After the collapse of Austria-Hungary in 1918, Dalmatia (except for Zadar , captured along with some islands of Italy ) is part of the Kingdom of Serbs, Croats and Slovenes (since 1929 - Yugoslavia ).
During the Second World War , after the dismemberment of Yugoslavia by Germany and its allies (1941), Dalmatia was incorporated into the Croatian state , part was ceded to Italy . In the annexed territories, there was an Italian minority, which was made up mainly of local landowners, which justified the aggressive policy of Italy towards the local population. Italy began the policy of " Italianization " of the Slavs, Slavic schools were closed, literature in Slavic languages was forbidden. Later it led to conflicts, the Italians were expelled from Dalmatia and the neighboring lands. In 1945, Dalmatia was divided between Croatia and Montenegro .
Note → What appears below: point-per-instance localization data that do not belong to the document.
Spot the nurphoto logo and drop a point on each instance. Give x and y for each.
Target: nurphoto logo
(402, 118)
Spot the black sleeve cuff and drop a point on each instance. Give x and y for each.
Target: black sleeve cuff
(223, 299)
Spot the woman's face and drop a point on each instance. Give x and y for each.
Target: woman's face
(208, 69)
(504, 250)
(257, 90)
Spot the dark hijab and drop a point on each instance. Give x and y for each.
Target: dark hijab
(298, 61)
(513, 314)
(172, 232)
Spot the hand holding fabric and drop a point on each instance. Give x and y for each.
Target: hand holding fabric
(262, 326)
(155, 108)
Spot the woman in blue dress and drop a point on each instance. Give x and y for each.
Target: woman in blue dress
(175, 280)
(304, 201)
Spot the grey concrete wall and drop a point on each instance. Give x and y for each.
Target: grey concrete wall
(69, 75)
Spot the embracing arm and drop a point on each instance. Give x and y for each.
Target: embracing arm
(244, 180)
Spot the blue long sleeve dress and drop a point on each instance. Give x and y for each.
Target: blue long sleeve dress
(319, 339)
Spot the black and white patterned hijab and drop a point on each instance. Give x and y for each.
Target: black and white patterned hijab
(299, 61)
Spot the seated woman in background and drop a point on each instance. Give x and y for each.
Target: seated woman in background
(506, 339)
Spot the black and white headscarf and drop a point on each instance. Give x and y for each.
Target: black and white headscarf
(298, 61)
Dalmatia is one of the oldest regional and geographical entities in Europe. It is an elongated coastal coastal zone about 400 km long, stretching from Novigrad and Paklenica to Cape Oshtro on Prevlaka. The Adriatic Sea washes the shores of Dalmatia and its thousand islands.
The largest rivers of Dalmatia are the Neretva , Cetina , Krka and Zranja .
On the territory of Dalmatia there are four national parks ( Kornati , Paklenica , Krka and Mljet ), three natural parks ( Velebit , Telashchitsa and Biokovo ), as well as specialized reserves - ichthyological, ornithological, and others.
In Dalmatia, the UNESCO- protected Palace of Diocletian in Split, the city of Dubrovnik , the Cathedral of St. James in Sibenik and the historic center of Trogir .
Regions of Dalmatia
Geographically, Dalmatia is divided into North (regional centers - Zadar and Šibenik ), Middle (center - Split ) and South (center - Dubrovnik ).
On the Dalmatian coast there are many bays, sandy and pebble beaches, so it is very suitable for recreation: swimming, sunbathing, yachting, water sports and various types of fishing.
In Central Dalmatia, due to the warm sea current, the swimming season lasts from May to the end of September. The favorable climate, the beautiful coastline with the majestic islands, Roman monuments, the architecture of the Middle Ages and the Renaissance make this region one of the most beautiful in Croatia.
The main city in Central Dalmatia is Split - the second largest city in Croatia after Zagreb , most often tourists visit the “city-museum” of Trogir .
- Dalmatia / Kuzmicheva L.V. // Grigoriev - Dynamics [Electronic resource]. - 2007. - P. 258. - (The Great Russian Encyclopedia : [in 35 tons.] / Ch. Ed. Yu. S. Osipov ; 2004–2017, Vol. 8). - ISBN 978-5-85270-338-5 .
- Dalmatia // Brockhaus and Efron Encyclopedic Dictionary : 86 t. (82 t. And 4 extra.). - SPb. , 1890-1907.